Why is it suspect? they did it last time they were in power,the people would be better growing food produce.the US drug cartel won’t be happy.

Last edited 25 days ago by Cromwell
vikziv

As I recall on a contrary, poppy production rose from very low to skyhigh for past 20 years.

Peter Jennings

Or the Taliban could just demand that the US return their gold holdings.

I’m guessing that the security bill for squaddies and grunts to actually protect the poppy crops from destruction was included in the $9 billion the US spent on the crackdown. This crackdown must have been very profitable for some.

Dave

It’s not suspect. They did it before. They’re people of principle. Profit-driven people will not understand. There are plenty of alternatives. Especially cooperation with Russia and China and also Iran will recompense. Russia and Iran have a massive Heroin problem and will therefore provide incentives to the Taliban to curb opium production. I don’t have much info on China, but there might be similar problems there.

IMHO

“The Taliban eventually ceased to mete out punishment for cultivating drugs, cracking down only on use of drugs.”
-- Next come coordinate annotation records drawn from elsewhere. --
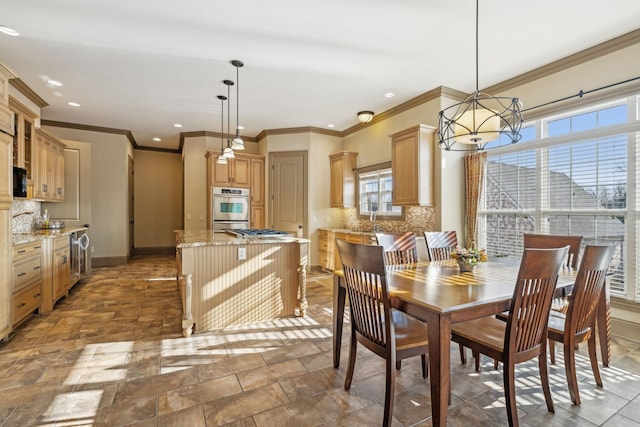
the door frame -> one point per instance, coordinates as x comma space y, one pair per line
305, 185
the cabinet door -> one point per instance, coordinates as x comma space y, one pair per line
241, 171
257, 181
221, 174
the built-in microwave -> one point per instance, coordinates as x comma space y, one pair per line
19, 182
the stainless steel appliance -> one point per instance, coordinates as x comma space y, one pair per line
257, 232
80, 259
230, 208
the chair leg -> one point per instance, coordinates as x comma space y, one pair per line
353, 345
463, 354
389, 391
594, 359
510, 393
570, 372
425, 366
544, 377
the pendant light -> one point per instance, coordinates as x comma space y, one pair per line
222, 160
238, 143
480, 119
228, 151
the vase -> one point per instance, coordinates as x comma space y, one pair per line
466, 266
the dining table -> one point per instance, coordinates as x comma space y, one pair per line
440, 294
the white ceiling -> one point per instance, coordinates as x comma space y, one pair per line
143, 65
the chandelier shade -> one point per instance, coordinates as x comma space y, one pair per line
237, 143
481, 118
365, 116
222, 160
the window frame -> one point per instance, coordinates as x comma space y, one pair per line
379, 167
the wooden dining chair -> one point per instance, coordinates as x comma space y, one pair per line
545, 241
399, 248
578, 325
523, 336
440, 243
388, 333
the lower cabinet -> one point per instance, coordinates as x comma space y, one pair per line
27, 280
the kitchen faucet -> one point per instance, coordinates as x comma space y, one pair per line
372, 218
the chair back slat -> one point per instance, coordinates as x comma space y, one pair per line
585, 296
440, 243
399, 248
365, 280
547, 241
531, 302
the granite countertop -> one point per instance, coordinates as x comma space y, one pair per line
35, 235
196, 238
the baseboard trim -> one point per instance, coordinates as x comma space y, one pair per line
108, 261
155, 250
625, 329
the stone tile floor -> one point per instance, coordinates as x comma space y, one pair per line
112, 354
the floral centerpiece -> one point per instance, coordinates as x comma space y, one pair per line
468, 258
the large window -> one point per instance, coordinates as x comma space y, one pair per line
569, 175
374, 193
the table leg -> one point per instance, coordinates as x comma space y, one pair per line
604, 325
339, 296
439, 366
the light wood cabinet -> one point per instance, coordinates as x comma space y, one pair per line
23, 132
48, 176
343, 179
27, 280
412, 166
257, 193
244, 171
236, 173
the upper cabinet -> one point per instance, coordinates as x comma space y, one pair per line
48, 168
23, 134
343, 179
243, 171
236, 173
412, 166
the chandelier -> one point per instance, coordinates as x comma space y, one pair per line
479, 119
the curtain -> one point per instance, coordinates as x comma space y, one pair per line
474, 165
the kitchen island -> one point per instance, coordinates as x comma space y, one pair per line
227, 280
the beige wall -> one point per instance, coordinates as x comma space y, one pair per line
158, 198
109, 189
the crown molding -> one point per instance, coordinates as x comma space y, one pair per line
22, 87
91, 128
594, 52
302, 129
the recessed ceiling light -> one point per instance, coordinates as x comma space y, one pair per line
9, 31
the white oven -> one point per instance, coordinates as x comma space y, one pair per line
230, 208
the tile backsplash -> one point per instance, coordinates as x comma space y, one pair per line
24, 213
417, 219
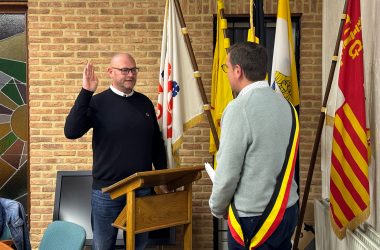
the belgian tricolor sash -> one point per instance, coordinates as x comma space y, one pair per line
274, 211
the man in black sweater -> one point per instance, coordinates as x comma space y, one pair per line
126, 139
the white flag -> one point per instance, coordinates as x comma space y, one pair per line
180, 104
284, 72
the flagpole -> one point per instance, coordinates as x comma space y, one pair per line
319, 130
196, 73
222, 17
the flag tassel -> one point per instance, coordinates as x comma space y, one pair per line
319, 133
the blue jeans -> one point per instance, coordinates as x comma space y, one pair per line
15, 219
104, 213
281, 237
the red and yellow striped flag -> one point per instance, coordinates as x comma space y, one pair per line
349, 186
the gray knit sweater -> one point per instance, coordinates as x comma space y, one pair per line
256, 127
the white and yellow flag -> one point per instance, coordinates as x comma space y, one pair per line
221, 92
284, 72
179, 104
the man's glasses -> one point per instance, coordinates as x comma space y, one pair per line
224, 68
125, 71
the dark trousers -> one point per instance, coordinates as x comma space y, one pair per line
281, 237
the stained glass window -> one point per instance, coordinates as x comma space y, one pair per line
13, 108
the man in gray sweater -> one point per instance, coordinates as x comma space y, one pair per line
254, 184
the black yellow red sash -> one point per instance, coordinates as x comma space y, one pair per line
274, 211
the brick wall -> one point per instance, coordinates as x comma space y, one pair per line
64, 35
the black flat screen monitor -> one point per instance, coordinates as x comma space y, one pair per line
73, 203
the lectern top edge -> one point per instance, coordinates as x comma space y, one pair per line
155, 177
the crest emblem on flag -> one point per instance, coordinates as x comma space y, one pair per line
180, 104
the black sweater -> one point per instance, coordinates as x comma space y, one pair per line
126, 137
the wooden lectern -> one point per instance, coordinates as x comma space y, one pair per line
143, 214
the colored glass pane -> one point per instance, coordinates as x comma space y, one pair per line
11, 91
13, 108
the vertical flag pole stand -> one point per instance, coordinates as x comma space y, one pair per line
319, 130
196, 72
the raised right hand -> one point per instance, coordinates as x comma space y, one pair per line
90, 81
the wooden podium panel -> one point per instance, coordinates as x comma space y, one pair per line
143, 214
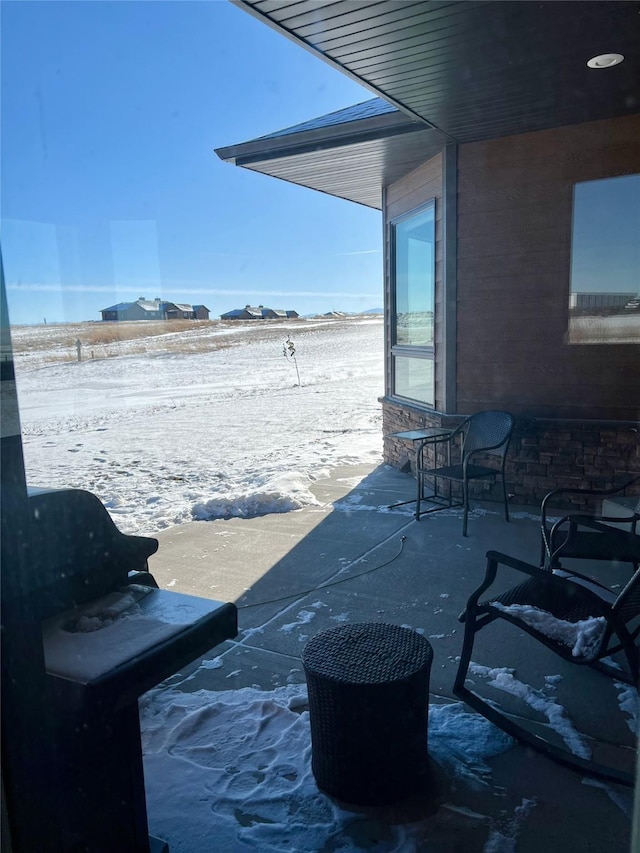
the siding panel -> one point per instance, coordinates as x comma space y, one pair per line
514, 246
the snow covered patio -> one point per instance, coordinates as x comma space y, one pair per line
227, 745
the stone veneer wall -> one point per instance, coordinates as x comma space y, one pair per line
544, 454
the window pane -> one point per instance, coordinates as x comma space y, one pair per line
604, 304
414, 240
414, 379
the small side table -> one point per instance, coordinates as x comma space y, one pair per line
425, 437
368, 689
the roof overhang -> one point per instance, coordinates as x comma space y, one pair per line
454, 72
351, 160
475, 70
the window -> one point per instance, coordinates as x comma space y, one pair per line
413, 296
604, 302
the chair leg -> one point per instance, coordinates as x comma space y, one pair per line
465, 489
504, 497
521, 734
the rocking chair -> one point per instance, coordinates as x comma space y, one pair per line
570, 598
612, 535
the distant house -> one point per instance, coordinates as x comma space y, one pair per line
259, 313
154, 309
246, 313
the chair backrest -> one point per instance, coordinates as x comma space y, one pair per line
627, 604
489, 432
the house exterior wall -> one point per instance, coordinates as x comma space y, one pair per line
515, 199
577, 406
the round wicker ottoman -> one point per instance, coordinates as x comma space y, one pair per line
368, 707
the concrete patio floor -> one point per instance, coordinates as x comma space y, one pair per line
419, 574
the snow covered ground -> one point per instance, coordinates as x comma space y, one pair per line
203, 424
238, 764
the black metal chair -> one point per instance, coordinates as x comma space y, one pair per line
590, 536
571, 598
484, 433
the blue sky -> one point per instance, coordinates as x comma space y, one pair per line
110, 186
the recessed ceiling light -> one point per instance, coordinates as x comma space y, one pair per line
605, 60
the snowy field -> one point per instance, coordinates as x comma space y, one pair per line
207, 422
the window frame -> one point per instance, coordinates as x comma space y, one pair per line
416, 351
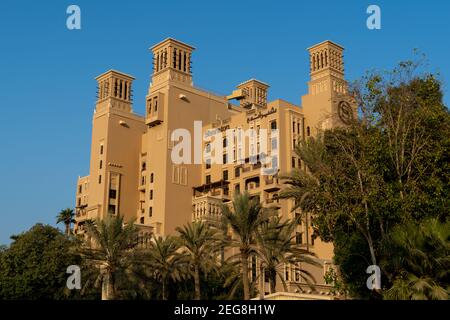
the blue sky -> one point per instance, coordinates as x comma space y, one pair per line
47, 86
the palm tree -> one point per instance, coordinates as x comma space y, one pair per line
111, 249
419, 261
66, 216
201, 247
165, 261
276, 248
244, 219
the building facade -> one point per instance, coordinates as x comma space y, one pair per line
132, 170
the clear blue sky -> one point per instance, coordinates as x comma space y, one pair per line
47, 86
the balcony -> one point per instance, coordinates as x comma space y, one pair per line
271, 184
208, 198
207, 208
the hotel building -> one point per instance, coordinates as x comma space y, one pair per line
131, 168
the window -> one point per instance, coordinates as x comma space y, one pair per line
298, 218
149, 106
225, 175
112, 209
273, 125
298, 238
112, 194
253, 268
237, 172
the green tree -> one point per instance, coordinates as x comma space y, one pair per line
66, 216
34, 265
417, 257
276, 248
110, 252
166, 263
390, 166
201, 247
243, 220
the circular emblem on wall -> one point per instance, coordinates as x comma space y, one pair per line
345, 112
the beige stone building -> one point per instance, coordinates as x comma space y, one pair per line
132, 171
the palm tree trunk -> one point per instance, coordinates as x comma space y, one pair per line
197, 283
273, 282
261, 282
244, 262
164, 289
108, 287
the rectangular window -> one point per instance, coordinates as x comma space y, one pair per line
273, 125
298, 218
112, 194
175, 174
111, 209
225, 175
298, 238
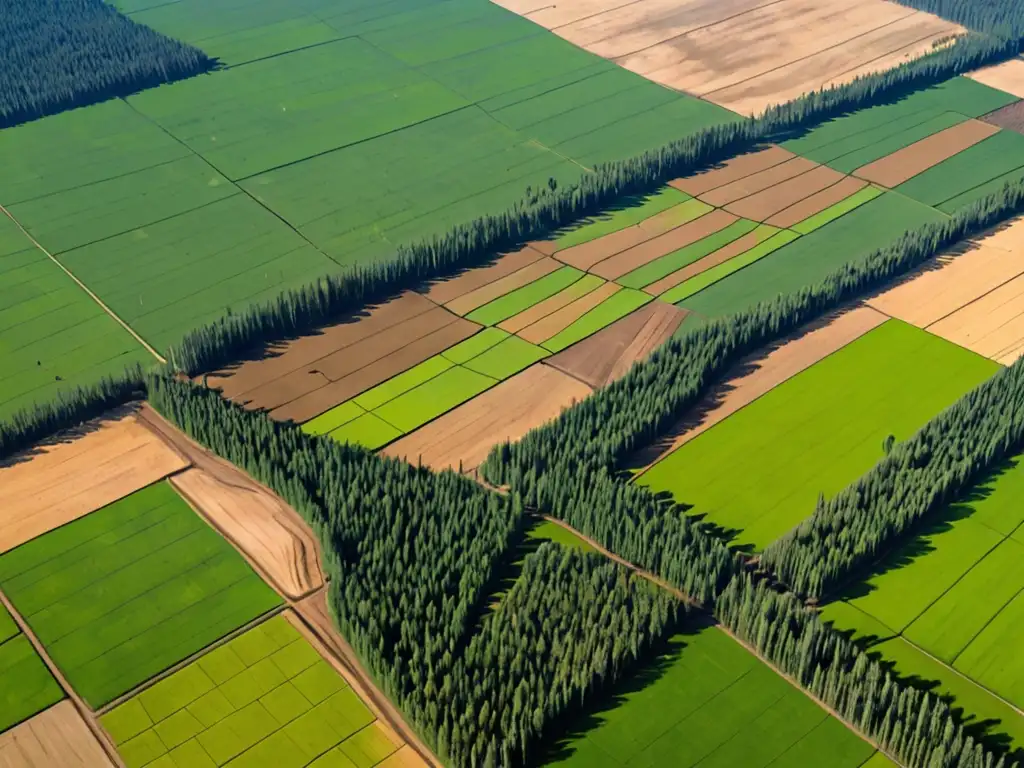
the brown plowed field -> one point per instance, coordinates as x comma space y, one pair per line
953, 281
261, 524
712, 259
60, 482
817, 203
450, 289
347, 386
991, 326
663, 245
733, 170
1008, 77
484, 294
559, 321
54, 738
467, 433
906, 163
610, 352
743, 54
763, 372
586, 255
765, 204
757, 181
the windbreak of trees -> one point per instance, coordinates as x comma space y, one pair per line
909, 723
543, 211
58, 54
918, 477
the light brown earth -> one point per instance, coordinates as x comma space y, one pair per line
743, 54
450, 289
585, 255
610, 352
261, 524
655, 248
733, 169
557, 322
715, 258
59, 482
467, 433
756, 182
761, 373
1008, 77
56, 737
906, 163
817, 203
765, 204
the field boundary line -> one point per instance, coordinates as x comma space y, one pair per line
80, 706
81, 285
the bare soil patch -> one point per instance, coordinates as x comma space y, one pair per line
56, 737
655, 248
466, 434
756, 182
765, 204
450, 289
906, 163
1008, 77
610, 352
733, 169
762, 372
816, 203
64, 481
559, 321
713, 259
261, 524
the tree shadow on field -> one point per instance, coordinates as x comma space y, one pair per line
70, 435
574, 725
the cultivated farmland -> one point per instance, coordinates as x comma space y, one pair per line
122, 594
817, 432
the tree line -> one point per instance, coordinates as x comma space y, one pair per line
58, 54
912, 724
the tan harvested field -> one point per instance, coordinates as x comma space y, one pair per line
733, 169
759, 181
586, 255
816, 203
60, 482
655, 248
713, 259
991, 326
763, 205
953, 281
1008, 77
450, 289
610, 352
263, 526
486, 293
762, 372
467, 433
743, 54
559, 321
906, 163
56, 737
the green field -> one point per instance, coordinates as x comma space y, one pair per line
971, 174
816, 432
52, 336
706, 700
26, 685
813, 256
264, 698
122, 594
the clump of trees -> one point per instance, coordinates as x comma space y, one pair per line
918, 477
912, 724
58, 54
Just goes to show how corrupt the Taliban are.

YepItTrue

The Taliban dramatically reduced opium cash cropping circa 1999-2000. Their reliance on it only came after 2001 US invasion. It became source to finance insurgency war against US occupation and US appointed governance. But that decision was based on who the US Afghan allies were – the old Northern Alliance – who became the government and were always heavily involved in narcotics. US’ first Afghan Presidential pick Hamid Karzai’s brother was the biggest narco-lord in Afghanistan, post US invasion. Which US was more that aware of, as he was on CIA payroll. That has long been published as public record, to say he was government protected would be an understatement. Thus, for the Taliban their previous disdain for addiction and trafficking was rendered pointless when the new government was bound to the biggest supplier and dealer in the country. But the question now is, how much the new generation of Taliban leadership have gotten used to the power and income of narcotics vs the hard-line disapproval over narcotics of the older generation Taliban leadership? It remains to be seen.

Last edited 25 days ago by YepItTrue
RaptarDriver

That would be a stupid move.That is a huge source of income. What else can the Taliban do to make cash?

goingbrokes

Before US invasion Afghanistan opium production was about 10% of global trade. Enough said.